The largest quarterly increase was around debt portfolio purchasing activity. Encore said it invested $119.1 million to purchase $3.9 billion in face value of debt in Q4 2010, compared to $41 million to purchase $1 billion in face value of debt in the same period of the prior year. For the year, Encore paid $362 million, to purchase $10.9 billion in face value of debt, compared to $256.6 million, to purchase $6.5 billion in face value of debt in 2009.

Brandon Black, President and Chief Executive Officer said in a statement, “Encore’s fourth quarter performance represented an exceptional conclusion to a strong 2010. The quarter was highlighted by record-setting net income, as well as the deployment of capital in what was our best purchasing quarter since 2005. Encore’s key differentiators were at work in the fourth quarter and full-year, and we believe they will continue to be key drivers in 2011.”

Discussion of Legal Issues

Encore said in its earnings press release that on February 10, 2011, it reached an agreement in principal to settle a lawsuit on a national class basis, subject to entering into a definitive settlement agreement and obtaining court approval after notice to the class. Encore has accrued its portion of the settlement, which decreased net income by approximately $1 million and fully diluted earnings per share by $0.04 for the fourth quarter and year ended December 31, 2010.

In its annual report filing (10-K) with the SEC, Encore noted that the total settlement fund is $5.2 million, the bulk of which will be covered by insurance. The company said that the total settlement could increase to an amount not to exceed $5.7 million.

In addition, the company noted that it was the subject of two investigations at the state level. The attorneys general of Texas and California have launched separate enquires into the company, with the Texas action commencing on January 12, 2011. Encore said it was fully cooperating in both investigations.

Additional Operational Detail

Encore revealed a shift in collection strategy in 2010. For the first time in at least three years, gross collections from the company’s debt collection sites was were higher than the totals from the legal collections channel. Collection sites accounted for $268.2 million in 2010, up 44 percent from 2009, while legal collections accounted for $266.7 million, up 14.6 percent. External collection agency forwarding accounted for $68 million in gross collections, an increase of 9 percent from 2009.

The company explained that the increase in gross collections was due primarily to a spike in portfolio purchasing activity. The rise in results in the collection site channel corresponded with a large increase in employee headcount, especially among front-line collectors, at the company’s facility in India. Total employment in India increased 36 percent in 2010 to 1,213 while total employment in the U.S. increased 7.3 percent to 678.

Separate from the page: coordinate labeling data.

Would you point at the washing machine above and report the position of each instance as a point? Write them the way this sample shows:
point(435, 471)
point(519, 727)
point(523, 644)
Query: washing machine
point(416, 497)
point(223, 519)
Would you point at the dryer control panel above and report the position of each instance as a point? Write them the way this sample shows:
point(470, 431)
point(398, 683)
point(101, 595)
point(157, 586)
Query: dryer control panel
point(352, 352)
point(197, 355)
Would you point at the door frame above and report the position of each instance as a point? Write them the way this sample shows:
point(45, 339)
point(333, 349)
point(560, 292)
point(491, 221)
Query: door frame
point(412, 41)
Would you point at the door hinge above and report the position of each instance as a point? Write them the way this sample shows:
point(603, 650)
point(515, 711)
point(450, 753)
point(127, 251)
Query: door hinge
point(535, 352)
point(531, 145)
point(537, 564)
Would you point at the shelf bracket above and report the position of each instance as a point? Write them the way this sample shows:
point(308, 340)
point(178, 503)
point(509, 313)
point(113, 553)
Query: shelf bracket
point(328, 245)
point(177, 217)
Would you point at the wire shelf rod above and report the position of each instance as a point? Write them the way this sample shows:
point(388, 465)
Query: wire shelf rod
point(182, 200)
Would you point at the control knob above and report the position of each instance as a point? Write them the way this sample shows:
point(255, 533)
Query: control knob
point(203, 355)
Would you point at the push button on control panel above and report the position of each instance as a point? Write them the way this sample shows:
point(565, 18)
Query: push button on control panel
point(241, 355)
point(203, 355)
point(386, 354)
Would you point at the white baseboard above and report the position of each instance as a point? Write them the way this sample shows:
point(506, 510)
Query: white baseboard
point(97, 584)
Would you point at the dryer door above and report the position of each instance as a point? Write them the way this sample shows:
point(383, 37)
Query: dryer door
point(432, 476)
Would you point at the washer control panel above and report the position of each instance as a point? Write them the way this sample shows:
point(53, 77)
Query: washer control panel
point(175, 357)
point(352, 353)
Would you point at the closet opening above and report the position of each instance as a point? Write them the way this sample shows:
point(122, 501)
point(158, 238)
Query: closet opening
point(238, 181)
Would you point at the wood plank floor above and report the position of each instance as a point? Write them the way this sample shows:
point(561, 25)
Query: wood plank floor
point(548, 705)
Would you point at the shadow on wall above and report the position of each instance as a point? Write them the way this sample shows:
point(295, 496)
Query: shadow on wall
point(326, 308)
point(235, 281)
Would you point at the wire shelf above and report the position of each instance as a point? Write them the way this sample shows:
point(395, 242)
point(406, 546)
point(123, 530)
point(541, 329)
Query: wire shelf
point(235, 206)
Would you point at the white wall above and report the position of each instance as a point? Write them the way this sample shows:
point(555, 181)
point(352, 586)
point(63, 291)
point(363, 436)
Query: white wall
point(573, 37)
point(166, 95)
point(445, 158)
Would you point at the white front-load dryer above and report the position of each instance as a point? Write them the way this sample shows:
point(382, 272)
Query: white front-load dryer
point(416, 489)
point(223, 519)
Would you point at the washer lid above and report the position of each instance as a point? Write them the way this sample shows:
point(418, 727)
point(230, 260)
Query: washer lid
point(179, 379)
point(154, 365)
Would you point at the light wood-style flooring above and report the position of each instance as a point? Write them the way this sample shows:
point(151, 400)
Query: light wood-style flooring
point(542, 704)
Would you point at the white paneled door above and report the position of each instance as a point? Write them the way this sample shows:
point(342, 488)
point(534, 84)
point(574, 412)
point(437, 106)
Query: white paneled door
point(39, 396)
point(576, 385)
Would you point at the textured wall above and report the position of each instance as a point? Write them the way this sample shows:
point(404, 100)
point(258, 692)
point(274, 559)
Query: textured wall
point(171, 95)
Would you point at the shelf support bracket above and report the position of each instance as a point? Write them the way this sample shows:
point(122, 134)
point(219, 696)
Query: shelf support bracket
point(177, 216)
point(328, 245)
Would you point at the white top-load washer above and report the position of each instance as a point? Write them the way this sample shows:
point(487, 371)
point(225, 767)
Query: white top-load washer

Encore said in its SEC filing, that “due to the continued strong performance of our team in India and our ability to reduce our overall site cost- to-collect through the expansion of our offshore collection efforts, we have entered into a lease for additional space in India.”

Of the $362 million the company invested in new debt portfolios in 2010, $342 million was spent on credit card portfolios, $12.2 million on consumer bankruptcy accounts, and $7.8 million on telecom accounts.